#TexasText/Jamal Tuschick – Jamal Tuschick – Innere Sonnenfinsternis
Ursprünglich wollte ich den Lebenslauf der schwäbischen Yogini Doris Steinbrecher nur schlaglichtartig beleuchten. Doch ratz meinte, sie würde gern mehr über Doris‘ ersten Liebhaber Binh erfahren. Das Interesse der Leserin haucht der Figur Leben ein. Es verändert die Spielanordnung.
Siehe https://www.story.one/de/story/innere-sonnenfinsternis-fur-ratz/
und
https://www.story.one/de/story/schmiedeeiserne-glockenleuchte/
1972 erfüllten amerikanische Einheiten in Vietnam „ein Wochensoll an toten Feinden“. Ermordete Kinder listeten sie als Vietkong, Doris las davon auf einer Wandzeitung im Jugendzentrum von Mühlacker. Sie brannte darauf, mehr über „das Töten am Fließband eines verbrecherischen Krieges“ zu erfahren.

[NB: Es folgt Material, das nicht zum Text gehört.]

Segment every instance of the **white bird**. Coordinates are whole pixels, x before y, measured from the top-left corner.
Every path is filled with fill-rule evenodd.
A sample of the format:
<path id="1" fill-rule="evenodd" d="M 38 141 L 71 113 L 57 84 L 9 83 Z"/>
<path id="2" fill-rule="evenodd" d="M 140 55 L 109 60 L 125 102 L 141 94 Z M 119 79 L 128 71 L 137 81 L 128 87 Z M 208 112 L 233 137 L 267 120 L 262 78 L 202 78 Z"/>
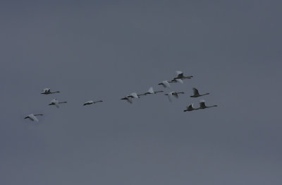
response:
<path id="1" fill-rule="evenodd" d="M 132 103 L 133 103 L 132 97 L 125 97 L 121 98 L 121 100 L 125 100 L 128 101 L 128 102 L 129 102 L 130 104 L 132 104 Z"/>
<path id="2" fill-rule="evenodd" d="M 132 92 L 131 94 L 128 95 L 127 97 L 131 98 L 139 98 L 138 95 L 136 92 Z"/>
<path id="3" fill-rule="evenodd" d="M 164 92 L 164 90 L 154 91 L 153 88 L 151 87 L 151 88 L 149 88 L 149 90 L 148 90 L 148 91 L 147 92 L 138 95 L 138 96 L 143 96 L 143 95 L 154 95 L 154 94 L 157 94 L 157 93 L 159 93 L 159 92 Z"/>
<path id="4" fill-rule="evenodd" d="M 31 121 L 35 121 L 38 122 L 39 121 L 36 117 L 36 116 L 43 116 L 43 114 L 30 114 L 27 115 L 26 117 L 25 117 L 25 119 L 27 119 L 28 118 Z"/>
<path id="5" fill-rule="evenodd" d="M 189 105 L 189 106 L 186 107 L 186 109 L 185 109 L 184 112 L 186 112 L 186 111 L 192 111 L 192 110 L 197 110 L 197 109 L 199 109 L 199 108 L 195 109 L 195 108 L 194 108 L 193 107 L 194 107 L 194 104 L 193 104 L 193 103 Z"/>
<path id="6" fill-rule="evenodd" d="M 87 105 L 92 105 L 92 104 L 94 104 L 94 103 L 97 103 L 97 102 L 103 102 L 103 101 L 102 100 L 99 100 L 99 101 L 94 102 L 93 100 L 90 100 L 90 101 L 87 101 L 87 102 L 85 102 L 83 104 L 83 106 Z"/>
<path id="7" fill-rule="evenodd" d="M 159 83 L 158 85 L 162 85 L 164 88 L 171 88 L 171 85 L 168 80 L 162 81 L 161 83 Z"/>
<path id="8" fill-rule="evenodd" d="M 48 105 L 55 105 L 56 107 L 59 108 L 59 105 L 62 103 L 67 103 L 67 102 L 59 102 L 57 99 L 53 99 Z"/>
<path id="9" fill-rule="evenodd" d="M 200 102 L 200 107 L 198 109 L 204 109 L 214 107 L 217 107 L 217 105 L 212 105 L 212 106 L 206 106 L 206 105 L 204 104 L 204 100 L 202 100 Z"/>
<path id="10" fill-rule="evenodd" d="M 169 101 L 171 102 L 171 99 L 173 97 L 175 97 L 176 98 L 178 98 L 178 94 L 184 94 L 183 92 L 175 92 L 175 91 L 171 91 L 167 94 L 164 94 L 165 95 L 167 95 L 168 97 Z"/>
<path id="11" fill-rule="evenodd" d="M 197 89 L 196 89 L 195 88 L 193 88 L 193 95 L 190 96 L 190 97 L 197 97 L 204 96 L 204 95 L 209 95 L 209 93 L 205 93 L 205 94 L 200 95 L 199 93 L 199 90 Z"/>
<path id="12" fill-rule="evenodd" d="M 190 79 L 192 77 L 193 77 L 192 76 L 185 76 L 183 75 L 183 73 L 180 71 L 176 71 L 176 74 L 177 74 L 177 77 L 174 78 L 173 79 Z"/>
<path id="13" fill-rule="evenodd" d="M 49 94 L 59 93 L 59 92 L 60 92 L 60 91 L 51 92 L 50 88 L 44 88 L 44 89 L 43 89 L 42 92 L 41 94 L 49 95 Z"/>
<path id="14" fill-rule="evenodd" d="M 175 79 L 169 81 L 169 83 L 180 83 L 182 84 L 184 83 L 183 81 L 180 78 L 175 78 Z"/>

Zur gleichen Zeit in Quảng Trị – aus diesem Krieg werden keine Erinnerungsvereine mit Pauken und Trompeten hervorgehen, dachte Staff Sergeant Amsterdam Vaughan. Es wird alles gleich vergessen oder für immer Schande sein. Okra und Schwarzaugenbohnen – Amsterdam stammte aus einer Schwarzbrenner-Dynastie in Ferriday auf der Louisiana-Seite des Mississippis. Er dachte an einen Technicolor-Rausch der 1950er Jahre mit John Wayne an Deck eines Flugzeugträgers vor einer zerschossenen Küstenlinie und unter einem Himmel voller Leuchtspuren und Kamikaze-Piloten auf Speed. Neben Amsterdam rastete Binh Văn Hương. Der Second Lieutenant öffnete ein Auge. Feuerschiffe strichen über Wipfel, ihre Flügel segelten. Feuerschiffe – fliegende Kanonenboote – Gunships. Die Gunships rasierten einen Dschungelsaum und schossen Bäume zu Fetzen. Während der Tet-Offensive war Amsterdam von Splittern einer Claymore-Mine getroffen worden. Man hatte ihn in Japan zusammengeflickt.
Viele blieben im Dreck liegen. Binh hatte Trooper erlebt, die vor Erschöpfung schwachsinnig geworden waren. Manchen Männern fehlte die Kraft, sich eine Fliege von der Nase zu wedeln.
Ein Maschinengewehr sang sein Lied. Männer rutschten wie losgelassene Puppen zurück in ihre Löcher, die Feuerschiffe drehten ab. Ein amerikanischer Lieutenant fiel auf die Knie, er sah verärgert aus. Amsterdam sagte: „Scheint kein Spiel für höhere Chargen zu sein.“
Eine innere Sonnenfinsternis verdüstert Doris zum Ausklang der 1970er Jahre. In ihrer Ursprungsumgebung entdeckt sie nur Enge und Tristesse. Im Anschluss an einen Familienkrach zieht sie Knall auf Fall von Ö… an der Enz nach Frankfurt am Main. Am Tag ihrer Ankunft findet sie ein strahlend helles, unüblich großes Zimmer in einer Wohngemeinschaft. In der ersten Nacht wird Doris zur Geliebten des löwenmähnigen Philosophiedozenten Wolf von Löwenstein. Vor Ablauf ihrer ersten Frankfurter Woche steht Binh auf der Matte und belächelt Wolfs schäumenden Herrschaftsanspruch. Im Ornat magischer Gewissheiten nimmt Binh seinen Platz ein. Er liebt Doris unter ihrem persönlichen Himmel aus durchhängenden Tüchern, während in der Küche die Genossen streiten. Melodien der Angst untermalen ihre Gereiztheit. In manchen Wohngemeinschaften sind die Türen ausgehängt, das kommt für Doris nicht in Frage. Ihr selbstbewusster Orgasmus lässt die Wohngemeinschaft aufhorchen, man guckt, wie Wolf es aufnimmt.